Argentine: Scioli promet la continuité, Macri, le changement

Il y a plusieurs raisons à cette montée du centre droit. D’abord, la difficulté de Daniel Scioli à s’imposer : le candidat peu charismatique du Front pour la victoire (FPV), qui a obtenu 37% des voix au premier tour, est soutenu du bout des lèvres par la présidente Cristina Kirchner, comme l’explique Sébastien Velut, professeur à l’université de Paris III et à l’Institut des hautes études d’Amérique latine (Iheal). « Cristina Kirchner n’a pas fait émerger de candidat qui pourrait lui succéder et qui aurait à la fois la légitimité d’avoir l’onction du kirchnérisme et en même temps de proposer autre chose. Daniel Scioli a du mal à faire entendre une voix qui soit à la fois dans la continuité de ce qui a été fait et en même temps différente ».

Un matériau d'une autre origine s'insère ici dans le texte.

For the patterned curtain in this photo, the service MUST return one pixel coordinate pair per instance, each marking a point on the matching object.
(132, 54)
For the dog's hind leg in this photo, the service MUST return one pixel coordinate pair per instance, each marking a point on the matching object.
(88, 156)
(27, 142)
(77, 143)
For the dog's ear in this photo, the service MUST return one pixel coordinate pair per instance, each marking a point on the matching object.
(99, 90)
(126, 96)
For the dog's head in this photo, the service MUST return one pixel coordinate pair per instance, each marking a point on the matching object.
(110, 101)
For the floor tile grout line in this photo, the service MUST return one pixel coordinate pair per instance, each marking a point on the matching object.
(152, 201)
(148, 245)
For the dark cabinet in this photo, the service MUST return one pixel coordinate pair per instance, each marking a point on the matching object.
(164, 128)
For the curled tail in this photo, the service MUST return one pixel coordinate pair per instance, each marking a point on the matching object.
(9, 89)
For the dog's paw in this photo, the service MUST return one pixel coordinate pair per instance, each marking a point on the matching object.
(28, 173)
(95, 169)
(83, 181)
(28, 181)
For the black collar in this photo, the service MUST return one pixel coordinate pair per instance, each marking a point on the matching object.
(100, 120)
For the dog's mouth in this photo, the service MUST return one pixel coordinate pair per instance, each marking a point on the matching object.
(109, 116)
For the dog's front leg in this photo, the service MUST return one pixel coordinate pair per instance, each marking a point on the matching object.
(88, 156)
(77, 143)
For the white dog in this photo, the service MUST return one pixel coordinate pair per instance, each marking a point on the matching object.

A 58 ans, Daniel Scioli, ex-gouverneur de la province de Buenos Aires où vit un tiers de la population du pays, a été vice-président de Nestor Kirchner entre 2003 et 2007 lors du premier mandat de celui-ci. « Il a été proche du kirchnérisme, précise Sébastien Velut, même s’il s’en est distancié ensuite ». Dans cette campagne, critiqué au sein même de sa coalition du Front pour la victoire, Daniel Scioli tente de montrer sa fidélité au péronisme tout en se démarquant du kirchnérisme, en prenant soin de ne pas nommer Cristina Kirchner dans ses discours. Il promet la continuité, sans le style « agressif » et populiste de la présidente sortante.

Plus conservateur que la présidente sortante, Daniel Scioli, qui est arrivé à la politique avec Carlos Menem (artisan des politiques libérales des années 1990), veut se positionner plus au centre et récupérer les voix des indécis. « Il y a un passé libéral chez les deux candidats (Scioli et Macri), donc même si Scioli remporte les élections, je pense qu’on est rentrés dans un tournant assez néoconservateur », fait remarquer Emilio Taddei, politologue, chercheur du Conicet (équivalent du CNRS) et enseignant à l’Université de Buenos Aires.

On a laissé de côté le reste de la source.